'We have to fight to keep those jobs here'
Education Secretary Arne Duncan speaks with WTOP.
Paul D. Shinkman,
WASHINGTON - Congress' failure to keep student loan debt interest rates at their current levels could have devastating consequences for the future of U.S. jobs, according to the secretary of education, who on Thursday scolded lawmakers for blocking "urgent" legislation.
Senate Republicans successfully filibustered consideration of a Democratic bill earlier this month that would keep the loan interest rates from doubling from 3.4 percent to 6.8 percent. Congress is tasked with finding $5 billion to $6 billion to pay for the measure, which would repeat a 2007 bipartisan effort under a Republican president to keep the interest rate status quo.
Education Secretary Arne Duncan believes it is going to come down to the June 30 deadline to pass what he calls a critical measure.
"We're pushing as hard as we can to make sure that Congress gets past this dysfunction," he told WTOP on Thursday. "If they can come together and get behind anything…it's got to be around education and helping our nation's young people."
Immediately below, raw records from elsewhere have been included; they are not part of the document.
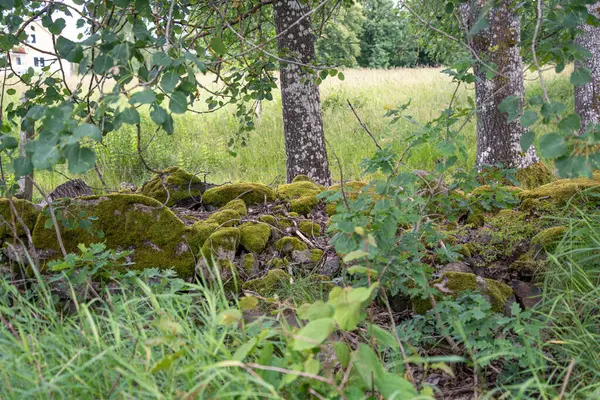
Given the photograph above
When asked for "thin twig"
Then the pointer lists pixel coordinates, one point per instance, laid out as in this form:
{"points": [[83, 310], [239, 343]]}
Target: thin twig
{"points": [[363, 125]]}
This legislation would affect as many as 7 million new undergraduate borrowers looking for a way to offset the rising cost of education, which on average reaches more than $17,000 at in-state universities and over $50,000 at many private schools.
"I feel this tremendous sense of urgency," Duncan says.
The measure has attracted the attention of President Barack Obama, who on Thursday called for Congress to halt the rate increase.
Both sides of the aisle, mired in a hotly contentious election year, agree on keeping student loans at their current levels. Learn more about both sides' plans here.
There are many ways to find the billions needed to pay for offsetting the rise in rates, Duncan says, which is particularly critical to combat a growing fear among middle-class families that college is unaffordable.
"The jobs of the future are going to go where the knowledge workers are," he says, "whether it's in our country, or in Singapore and South Korea and China or India."
"We have to fight to keep those jobs here, and the best thing we can do is have a well-educated workforce," Duncan says.
The subsidized rates aren't the government's only tack to help make college more affordable. The Department of Education has increased financial need-based Pell Grants by more than $40 billion over the next decade without charging taxpayers.
This increase, accomplished by ceasing subsidies for banks, raised some eyebrows on Capitol Hill, Duncan says.
"It was wildly controversial here in Washington," he says. "We thought it was common sense."
The secretary also called on state governments to contribute to the effort by keeping tuition costs low, in the wake of 40 states cutting funding to higher education.
Tuition in Virginia has doubled in the last decade, and is growing at a rate that outpaces income, Gov. Bob McDonnell tells WTOP. He has set a goal of producing 100,000 more university graduates in the next 15 years.
The interest rates Congress must consider by July 1 are "an important piece of the puzzle," Duncan says, "but by no way is it the answer by itself."